Time alone must not be used to justify advancement
Preoperative Phase (Prehabilitation)
Goals
Maximise knee extension
Optimise quadriceps activation
Maintain functional lower-limb strength
Prepare patient for fast-track recovery expectations
Clinical Notes
At least one pre-operative physiotherapy session is recommended
Address:
Fixed flexion deformity
Quadriceps inhibition
Gait aid use and home setup
Education focus:
Early mobilisation expectations
Strength-led rehabilitation philosophy
Expected pain and swelling trajectory
Phase 1 – Early Mobility & Activation (0–2 Weeks)

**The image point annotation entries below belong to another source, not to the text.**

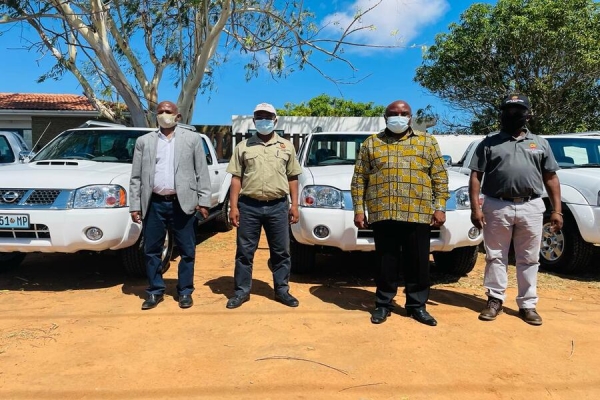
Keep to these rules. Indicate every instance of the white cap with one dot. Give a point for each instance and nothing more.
(265, 107)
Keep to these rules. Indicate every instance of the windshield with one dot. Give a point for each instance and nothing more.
(576, 152)
(96, 145)
(334, 149)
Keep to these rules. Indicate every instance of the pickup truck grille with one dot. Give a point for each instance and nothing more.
(7, 196)
(44, 197)
(434, 232)
(37, 231)
(28, 196)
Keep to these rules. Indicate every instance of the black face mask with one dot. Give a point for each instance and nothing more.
(514, 120)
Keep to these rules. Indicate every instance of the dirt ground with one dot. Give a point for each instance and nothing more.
(71, 327)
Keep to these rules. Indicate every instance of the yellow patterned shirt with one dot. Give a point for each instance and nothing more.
(400, 179)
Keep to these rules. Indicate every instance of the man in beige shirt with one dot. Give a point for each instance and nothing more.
(265, 171)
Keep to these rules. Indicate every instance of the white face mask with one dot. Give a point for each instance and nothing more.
(166, 120)
(264, 126)
(397, 123)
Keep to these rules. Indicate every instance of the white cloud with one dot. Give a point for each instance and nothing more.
(396, 21)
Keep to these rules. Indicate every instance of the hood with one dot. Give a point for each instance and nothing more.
(340, 176)
(62, 174)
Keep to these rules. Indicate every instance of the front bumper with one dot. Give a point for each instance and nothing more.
(63, 231)
(346, 237)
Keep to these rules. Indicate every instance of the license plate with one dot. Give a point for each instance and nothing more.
(15, 221)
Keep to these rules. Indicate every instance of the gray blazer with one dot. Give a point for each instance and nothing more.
(192, 181)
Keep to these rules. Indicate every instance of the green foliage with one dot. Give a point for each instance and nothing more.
(327, 106)
(549, 50)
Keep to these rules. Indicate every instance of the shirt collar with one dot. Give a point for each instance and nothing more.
(254, 140)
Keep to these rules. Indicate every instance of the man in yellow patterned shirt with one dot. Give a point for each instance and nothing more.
(400, 182)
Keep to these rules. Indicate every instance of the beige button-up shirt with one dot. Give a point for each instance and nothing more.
(264, 167)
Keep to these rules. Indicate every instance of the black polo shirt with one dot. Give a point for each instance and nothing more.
(513, 167)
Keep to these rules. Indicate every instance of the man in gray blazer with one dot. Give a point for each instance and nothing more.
(169, 183)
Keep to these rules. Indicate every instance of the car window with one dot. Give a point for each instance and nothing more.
(102, 145)
(6, 153)
(334, 149)
(573, 152)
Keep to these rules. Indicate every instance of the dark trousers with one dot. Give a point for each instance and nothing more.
(273, 217)
(402, 247)
(161, 215)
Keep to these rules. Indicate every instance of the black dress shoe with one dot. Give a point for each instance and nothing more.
(380, 315)
(237, 301)
(421, 315)
(152, 301)
(185, 301)
(287, 299)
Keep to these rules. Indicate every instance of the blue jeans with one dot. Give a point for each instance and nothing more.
(161, 215)
(272, 216)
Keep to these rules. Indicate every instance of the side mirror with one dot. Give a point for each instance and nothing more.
(25, 156)
(447, 160)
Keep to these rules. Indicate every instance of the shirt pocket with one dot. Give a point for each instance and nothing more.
(251, 161)
(281, 161)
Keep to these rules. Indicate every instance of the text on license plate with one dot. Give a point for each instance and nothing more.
(16, 221)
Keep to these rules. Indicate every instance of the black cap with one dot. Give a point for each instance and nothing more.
(515, 99)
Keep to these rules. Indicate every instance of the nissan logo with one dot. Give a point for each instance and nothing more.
(10, 197)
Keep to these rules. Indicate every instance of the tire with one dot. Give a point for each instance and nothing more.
(303, 257)
(133, 259)
(459, 261)
(10, 261)
(564, 251)
(222, 223)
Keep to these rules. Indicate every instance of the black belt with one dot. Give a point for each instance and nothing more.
(519, 199)
(166, 197)
(253, 201)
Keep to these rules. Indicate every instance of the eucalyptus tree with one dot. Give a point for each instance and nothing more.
(125, 48)
(549, 50)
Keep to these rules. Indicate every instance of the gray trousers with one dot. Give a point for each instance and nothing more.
(520, 223)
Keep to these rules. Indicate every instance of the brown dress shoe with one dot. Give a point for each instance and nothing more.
(530, 316)
(491, 311)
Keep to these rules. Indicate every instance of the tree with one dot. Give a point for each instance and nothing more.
(327, 106)
(547, 49)
(125, 47)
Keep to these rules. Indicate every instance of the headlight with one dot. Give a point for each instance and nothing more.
(459, 199)
(100, 196)
(321, 197)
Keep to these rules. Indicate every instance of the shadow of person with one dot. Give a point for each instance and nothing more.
(471, 302)
(138, 288)
(457, 299)
(225, 285)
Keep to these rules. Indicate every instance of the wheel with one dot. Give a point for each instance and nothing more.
(303, 256)
(222, 223)
(564, 251)
(9, 261)
(459, 261)
(133, 259)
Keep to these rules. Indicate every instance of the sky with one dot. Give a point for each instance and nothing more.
(385, 75)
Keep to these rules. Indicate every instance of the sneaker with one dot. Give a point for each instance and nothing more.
(491, 311)
(530, 316)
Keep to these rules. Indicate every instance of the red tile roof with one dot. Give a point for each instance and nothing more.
(42, 101)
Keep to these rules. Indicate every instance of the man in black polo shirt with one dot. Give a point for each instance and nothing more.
(516, 165)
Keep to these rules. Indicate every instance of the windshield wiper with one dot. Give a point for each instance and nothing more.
(589, 165)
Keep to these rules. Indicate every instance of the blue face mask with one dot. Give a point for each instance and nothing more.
(397, 123)
(264, 126)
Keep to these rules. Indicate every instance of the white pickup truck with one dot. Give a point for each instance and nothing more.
(73, 196)
(327, 214)
(573, 248)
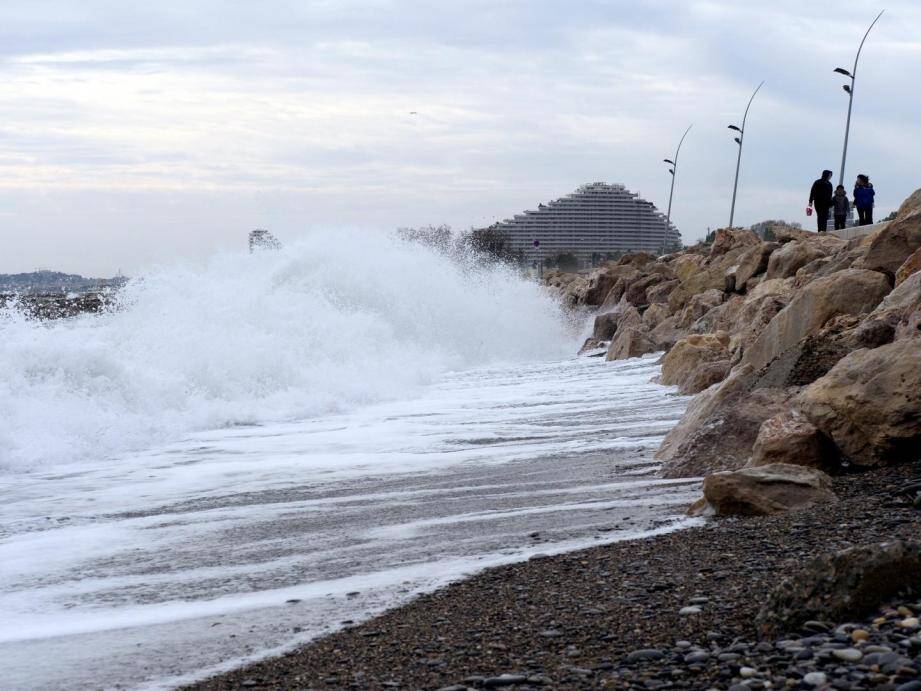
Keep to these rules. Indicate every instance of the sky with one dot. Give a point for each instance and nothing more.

(Fast-track / robotic TKR aligned)
Goals
Achieve and maintain full knee extension
Reduce swelling and pain
Establish early quadriceps activation
Achieve safe functional mobility (not endurance walking)
Rehabilitation Focus
Immediate active ROM (extension prioritised)
Quadriceps sets and straight leg raises
Heel props and extension stretching
Ankle pumps
NMES to quadriceps if inhibition present
Sit-to-stand practice
Progressive weight bearing as tolerated with gait aid, maintained until quadriceps function and knee control are sufficient to prevent giving-way or compensatory gait patterns
Cryotherapy and elevation
Clinical Emphasis
Short, frequent movement bouts
Avoid prolonged bed rest
Prioritise strength and control over step count
Avoid
Prolonged immobilisation
Routine CPM use
Forced or aggressive flexion
Phase 2 – Early Strength & Gait Normalisation (2–6 Weeks)
Goals
Restore functional ROM
Improve quadriceps strength and endurance
Normalise gait pattern
Build confidence in daily tasks
Rehabilitation Focus
Progressive closed kinetic chain exercises:
Sit-to-stand
Mini-squats
Step-ups and step-downs
Stationary cycling (ROM and conditioning adjunct)
Progressive knee flexion work (bed and seated)
Balance and proprioceptive training
Stair training (rail-assisted initially)
Walking
Encouraged for mobility and confidence
Not used as the primary conditioning stimulus
Monitor Closely
Swelling response to load
Post-exercise pain flare
Gait asymmetry
Phase 3 – Strength & Capacity (6–12 Weeks)
Goals
Build meaningful lower-limb strength
Restore symmetrical movement patterns
Improve functional capacity for ADLs
Rehabilitation Focus
Progressive resistance training:
Squats
Lunges
Step-down control
Hip and core strengthening
Cycling and treadmill walking as conditioning adjuncts
Dynamic balance tasks
Clinical Emphasis
Strength drives function
Endurance walking alone is insufficient
Phase 4 – Advanced Function (3–6+ Months)
Goals
Maximise independence and confidence
Improve tolerance for uneven terrain and prolonged activity
Return to preferred lifestyle and recreational activities
Rehabilitation Focus
Higher-load functional strengthening
Directional control and balance training
Endurance conditioning matched to patient goals
Low-impact recreational conditioning
Return To Activity (Criteria-Based)
Driving
Must demonstrate safe emergency braking, and no opioid / sedating medication usage
Typical guidance:
Right TKR: ~4–6 weeks
Left TKR: ~2–3 weeks (automatic vehicle)
Return to Recreation – Minimum Criteria
Minimal or no effusion
Functional ROM (typically ≥110–120° flexion)
Independent, non-antalgic gait
Confident stair negotiation
Adequate quadriceps strength for repeated sit-to-stand
Encouraged
Walking (recreational)
Cycling
Swimming
Golf
Gym-based low-impact strengthening
Discouraged
Running
Jumping sports
High-impact pivoting activities
Surgical Notes VBJS
Extension and quadriceps strength matter more than distance walked
Swelling is the key limiter — load should not exceed recovery capacity
Robotic-assisted TKR often allows earlier confidence in loading when criteria are met
Modify rehabilitation for:
Revision TKR
Significant pre-operative deformity
Poor baseline quadriceps function
Concerns regarding loss of extension, persistent effusion, or functional stagnation should prompt review with Dr Lynskey
Key Clinical Message
Staying mobile prevents stiffness, but strength training is what restores knee function.
Walking supports recovery, progressive strengthening determines outcomes.